Os estudos sobre fotografia e a ação de curadores e pesquisadores se intensificaram. Mas ainda é pouco, comparado às áreas de música, cinema e literatura. “Há acervos e fotógrafos não pesquisados que merecem maior visibilidade”, adverte Paiva, chamando a atenção para a carência de “polos de fotografia” em instituições museológicas, fruto da falta de recursos.


“A fotografia já está no museu, temos tradição e expertise na área, mas falta pessoal especializado inserido como parte das organizações. Precisamos de quem estude de forma mais aprofundada a produção e aquisições, além de cuidar dos acervos. Alguém tem de defender a fotografia”, observa.
A opção de entregar parte de seu acervo ao MAM-RJ tem motivo: a convicção de que uma coleção importante deve ser compartilhada com o público. “Ela é parte do patrimônio cultural de um país, e o museu se torna o local ideal para preservação e difusão das obras reunidas pelo colecionador.

Estou satisfeito com o resultado”, conclui.

JOAQUIM PAIVA
Hoje, às 18h30, o fotógrafo e colecionador faz palestra sobre sua trajetória. Galeria Dotart, Rua Bernardo Guimarães 911, Funcionários. Informações: (31) 3261-3910. Entrada franca.

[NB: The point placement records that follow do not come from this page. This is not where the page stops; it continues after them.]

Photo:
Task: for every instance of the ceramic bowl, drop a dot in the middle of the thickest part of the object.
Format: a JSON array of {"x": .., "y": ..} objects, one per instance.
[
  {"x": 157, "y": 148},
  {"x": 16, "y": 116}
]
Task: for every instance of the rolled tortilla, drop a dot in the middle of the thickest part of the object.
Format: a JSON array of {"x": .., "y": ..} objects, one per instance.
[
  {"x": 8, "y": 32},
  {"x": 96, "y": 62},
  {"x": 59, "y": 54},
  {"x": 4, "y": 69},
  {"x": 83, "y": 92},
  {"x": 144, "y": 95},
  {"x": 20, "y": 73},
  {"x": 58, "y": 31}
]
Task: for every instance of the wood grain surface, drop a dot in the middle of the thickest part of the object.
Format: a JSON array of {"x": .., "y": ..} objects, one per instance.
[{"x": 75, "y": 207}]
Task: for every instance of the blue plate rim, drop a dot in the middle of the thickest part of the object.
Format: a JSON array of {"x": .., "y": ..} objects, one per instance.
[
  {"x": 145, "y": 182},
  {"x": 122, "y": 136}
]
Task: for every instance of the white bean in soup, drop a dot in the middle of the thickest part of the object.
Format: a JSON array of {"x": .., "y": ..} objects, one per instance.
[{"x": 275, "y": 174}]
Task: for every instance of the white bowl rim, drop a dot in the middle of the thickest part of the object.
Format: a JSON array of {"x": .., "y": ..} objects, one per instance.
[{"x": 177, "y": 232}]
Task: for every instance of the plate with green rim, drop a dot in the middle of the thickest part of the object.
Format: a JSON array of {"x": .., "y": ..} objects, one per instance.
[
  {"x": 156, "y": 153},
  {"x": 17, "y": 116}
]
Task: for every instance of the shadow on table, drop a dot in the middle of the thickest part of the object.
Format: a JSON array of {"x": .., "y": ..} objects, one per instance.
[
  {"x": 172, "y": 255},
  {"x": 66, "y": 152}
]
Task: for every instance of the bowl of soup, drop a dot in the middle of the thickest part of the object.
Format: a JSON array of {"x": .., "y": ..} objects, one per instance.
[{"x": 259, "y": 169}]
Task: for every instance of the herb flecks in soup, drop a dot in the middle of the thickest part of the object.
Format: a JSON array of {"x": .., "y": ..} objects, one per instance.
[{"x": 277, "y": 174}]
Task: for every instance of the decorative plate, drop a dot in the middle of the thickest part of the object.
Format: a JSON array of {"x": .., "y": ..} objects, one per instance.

"Minha coleção é um grande mosaico, diversificado. Como ninguém colecionava fotografia e até achavam loucura fazê-lo, senti a necessidade de tentar criar um panorama da fotografia brasileira" - Foto: Arquivo Pessoal
Saiba mais

Diplomata e escritor

Joaquim Paiva, de 70 anos (foto), estudou direito. Diplomata de carreira, trabalhou no Canadá, Venezuela, Peru, Argentina, Portugal e Espanha. Publicou Olhares refletidos (1989), livro de entrevistas com 25 fotógrafos brasileiros (tem outras 25 delas inéditas); Aos pés de Batman (1994, poemas); Brasília de 0 a 40 (2000, fotos); e Visões e alumbramentos: Fotografia brasileira contemporânea na Coleção Joaquim Paiva (2003).